Sure, as a cost-savings measure because the devices are not pushed and if it fails from thermal degradation after a few years, well, that's the customer's problem. I remember a Heathkit TV — circa 1979, so maybe the GR-2000 — including a small container of thermal compound, injection-molded plastic pot with a pull-off top, used for power transistors. Not the best option. Better than nothing, true, but still, far from the best option available at that time.

Unfilled silicone grease, as can be ascertained in the data I previously posted, is a very poor thermal grease and is not suggested for new builds or rebuilds. Fine as a base, but not so good as the only conductor of heat.

Simply because poor materials were once selected — either because nothing better was available or as a cost-savings measure — is no reason to today replicate that choice. By that standard if the original was BeO the replacement must also be BeO.
 
Your Sanken document refers to the use of "silicone grease" but the recommended materials listed there are all heat sink/thermal compounds (which, however, likely have silicone grease as a base component). So, there may be just some issue with terminology here. I don't believe that anyone in this thread has recommended use of pure silicone grease over thermal compound.

Yes, I'm sorry made a mistake about the terminology. I meant thermal compound. I'm looking for a heat sink/thermal compound that matches or has similar values that suggests in the Sanken datasheet, which are less than 1 W/mK, but modern thermal compound like the Arctic MX-4 exceeds the that value (8.5 W/mK) and I'm not sure if it's suitable for the job. Viscosity is another variable that's in my thoughts too.

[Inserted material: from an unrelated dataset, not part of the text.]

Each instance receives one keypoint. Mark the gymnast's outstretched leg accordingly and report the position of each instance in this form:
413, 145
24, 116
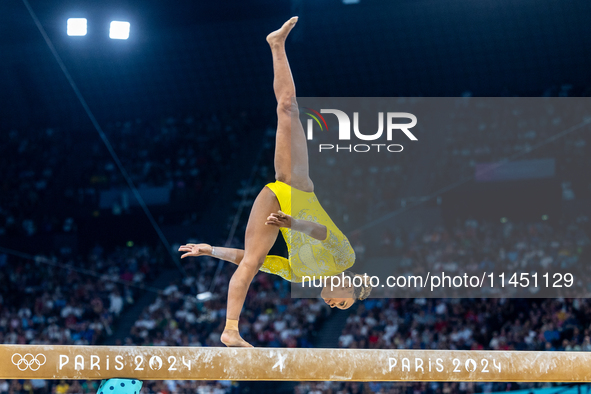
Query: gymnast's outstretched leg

I meant by typical white grease, cheap white thermal compund used in CPU's, sorry.
 
OK, I misread you as asking about 3 possibilities rather than 2 which are both "PC thermal grease".

The concern which has been raised (and which has also been disputed) with the "modern" CPU-type compounds is lower resistivity and lower dielectric strength (even if they are described as "non-conducting"). Arctic does not seem to give any spec for dielectric strength. Still, it may be better or worse than what you might get with "cheap CPU compound". Presumably if it was as high as SC102 then Arctic would publicize that.

MX-4's viscosity is also 3 times higher than DOW SC102, which I think translates, at least, to some difference in application procedure.